His particular bête-noire was capital punishment against which he lectured, wrote and campaigned for many years. He also spent much time and money opposing prohibition and the colour bar. Probably his most sensational case was the Scopes Evolution Case at Dayton when he defended the right to teach evolutionary theories in public schools against William Jennings Bryan and his Fundamentalists who were moving to get an Anti-Evolution Law passed in each of the American states.

During his last years Darrow cast a friendly eye at “Russian Communism” whilst talking about a fair capitalism in America. He pleaded the case of the small business man. He died in 1938 at the age of eighty and, as when Altgeld died, thousands queued in the rain to do homage at his coffin.

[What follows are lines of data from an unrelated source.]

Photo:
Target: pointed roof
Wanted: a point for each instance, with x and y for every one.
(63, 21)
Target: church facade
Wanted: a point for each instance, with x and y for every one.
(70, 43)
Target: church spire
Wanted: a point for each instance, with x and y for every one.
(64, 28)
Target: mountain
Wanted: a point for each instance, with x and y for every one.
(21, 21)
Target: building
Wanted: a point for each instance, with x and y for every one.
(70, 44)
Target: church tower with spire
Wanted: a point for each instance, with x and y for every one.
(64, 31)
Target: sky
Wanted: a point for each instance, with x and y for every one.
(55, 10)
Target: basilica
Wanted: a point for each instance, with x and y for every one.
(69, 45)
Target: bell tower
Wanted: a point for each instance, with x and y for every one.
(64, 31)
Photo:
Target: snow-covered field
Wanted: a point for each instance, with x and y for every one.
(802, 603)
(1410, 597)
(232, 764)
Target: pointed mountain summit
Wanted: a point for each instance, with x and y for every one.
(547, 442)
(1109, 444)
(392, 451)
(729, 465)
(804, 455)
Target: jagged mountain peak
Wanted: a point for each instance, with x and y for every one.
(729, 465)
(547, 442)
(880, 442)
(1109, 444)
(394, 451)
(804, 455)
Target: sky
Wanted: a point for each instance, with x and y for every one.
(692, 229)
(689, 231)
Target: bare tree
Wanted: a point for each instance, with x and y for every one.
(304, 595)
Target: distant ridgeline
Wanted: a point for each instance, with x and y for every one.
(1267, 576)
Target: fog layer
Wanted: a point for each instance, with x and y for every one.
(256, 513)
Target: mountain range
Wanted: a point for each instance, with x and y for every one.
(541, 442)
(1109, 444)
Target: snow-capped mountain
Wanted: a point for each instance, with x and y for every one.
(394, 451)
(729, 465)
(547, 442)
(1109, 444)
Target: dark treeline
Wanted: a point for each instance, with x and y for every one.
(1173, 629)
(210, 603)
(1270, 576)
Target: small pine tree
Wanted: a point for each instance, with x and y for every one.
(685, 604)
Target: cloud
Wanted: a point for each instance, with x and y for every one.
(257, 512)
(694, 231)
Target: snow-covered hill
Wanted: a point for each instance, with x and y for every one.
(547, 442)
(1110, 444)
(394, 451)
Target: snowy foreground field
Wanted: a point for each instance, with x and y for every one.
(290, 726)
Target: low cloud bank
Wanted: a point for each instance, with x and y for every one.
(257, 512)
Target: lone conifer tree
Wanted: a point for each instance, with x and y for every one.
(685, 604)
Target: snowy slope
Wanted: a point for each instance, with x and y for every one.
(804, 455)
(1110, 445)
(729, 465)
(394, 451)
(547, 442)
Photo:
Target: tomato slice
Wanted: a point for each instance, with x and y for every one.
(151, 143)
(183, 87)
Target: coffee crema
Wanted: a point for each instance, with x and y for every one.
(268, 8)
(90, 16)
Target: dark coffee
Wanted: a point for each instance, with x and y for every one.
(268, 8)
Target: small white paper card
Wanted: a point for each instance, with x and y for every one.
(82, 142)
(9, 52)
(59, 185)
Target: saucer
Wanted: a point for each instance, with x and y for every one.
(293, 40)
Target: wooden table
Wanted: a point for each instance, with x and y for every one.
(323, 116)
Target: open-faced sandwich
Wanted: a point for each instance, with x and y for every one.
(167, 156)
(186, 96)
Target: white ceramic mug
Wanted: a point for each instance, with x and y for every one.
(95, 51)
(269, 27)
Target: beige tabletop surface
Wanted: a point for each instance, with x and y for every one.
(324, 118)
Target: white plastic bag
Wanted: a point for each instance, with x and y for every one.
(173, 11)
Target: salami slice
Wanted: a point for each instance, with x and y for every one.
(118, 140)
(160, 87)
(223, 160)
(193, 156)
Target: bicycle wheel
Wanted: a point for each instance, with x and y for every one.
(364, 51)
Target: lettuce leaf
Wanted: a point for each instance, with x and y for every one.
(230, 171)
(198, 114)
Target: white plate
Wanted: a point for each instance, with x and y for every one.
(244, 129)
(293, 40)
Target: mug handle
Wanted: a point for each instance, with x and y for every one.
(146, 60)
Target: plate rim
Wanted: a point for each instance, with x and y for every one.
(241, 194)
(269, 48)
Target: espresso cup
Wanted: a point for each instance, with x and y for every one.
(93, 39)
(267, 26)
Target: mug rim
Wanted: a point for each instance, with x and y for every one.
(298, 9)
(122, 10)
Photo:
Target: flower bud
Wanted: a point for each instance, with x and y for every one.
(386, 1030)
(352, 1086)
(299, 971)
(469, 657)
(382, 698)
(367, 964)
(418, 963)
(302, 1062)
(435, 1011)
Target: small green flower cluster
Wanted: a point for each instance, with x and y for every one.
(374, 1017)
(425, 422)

These two men, Altgeld and Darrow, were admirable, but neither of them has left a mark on the History of the class from which they sprang and with which they sympathised. They spent their lives rescuing individuals from the morass of capitalist crime and class antagonisms, but left the bog undrained and uncharted for others to wander into. They fought against injustice by taking separate “injustices” and striving to straighten them out—make them just. The cause of all the injustices, the class nature of capitalist society, escaped their attention. The problems they sought to solve were being bred faster than they could eliminate them.. We may salute them for their endeavours but we cannot compliment them for their achievements.